Tutto sommato, pare che il gradimento espresso dal
navigatore sulla pagina Facebook dell’azienda x, abbia poco a che fare con un
reale interessamento nei confronti dei prodotti dell’azienda stessa. Nel
migliore dei casi, ma sempre in una percentuale marginale, il significato del “like”
non va oltre alla disponibilità di ricevere materiale informativo riguardante l’evoluzione
dei servizi o la disponibilità di nuovi prodotti, a seconda del settore di
appartenenza del brand. Cosa realmente si nasconda dietro ad un "like", quindi, non è dato saperlo. Almeno non nei termini dettagliati che servono alle aziende e ai responsabili delle loro strategie di vendita.

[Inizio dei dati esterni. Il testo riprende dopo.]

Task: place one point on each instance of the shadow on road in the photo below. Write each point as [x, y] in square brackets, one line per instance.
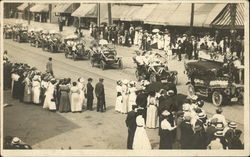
[27, 122]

Ecco che allora si comincia a ipotizzare l’evoluzione del
bottone “like” in qualcosa di più complesso. Pensate se l’utente di un social
network potesse scegliere tra diversi tipi di interazione e sistemi di
valutazione di un marchio, come ad esempio un bottone “potenziale cliente”, “cliente soddisfatto”, un “sponsor attivo” o persino un “sarei felice di provarlo gratis”. Questa specializzazione dell'interazione consentirebbe all'azienda di impostare una campagna informativa suddivisa per diverse tipologie di interesse direttamente espresse da gruppi specifici di utenti, oltre ad avere dei numeri più leggibili come ritorno dal marketing.
Riassumendo e allargando il discorso a qualcosa di più dell’emblematico
ma, al tempo stesso, limitativo Facebook, possiamo dire di essere in una fase
in cui le aziende cominciano ad avere dei ritorni e una visione più matura
delle possibilità reali della rete come canale commerciale, e a pretendere lo
sviluppo di mezzi e strategie più specifiche per le loro reali esigenze.
Per gli attori più attenti, la fase di innamoramento iniziale si sta trasformando in qualcosa di diverso e più maturo. Se sarà vero amore lo decideranno i numeri, come nella migliore tradizione dei cantori del marketing.
Per gli attori più attenti, la fase di innamoramento iniziale si sta trasformando in qualcosa di diverso e più maturo. Se sarà vero amore lo decideranno i numeri, come nella migliore tradizione dei cantori del marketing.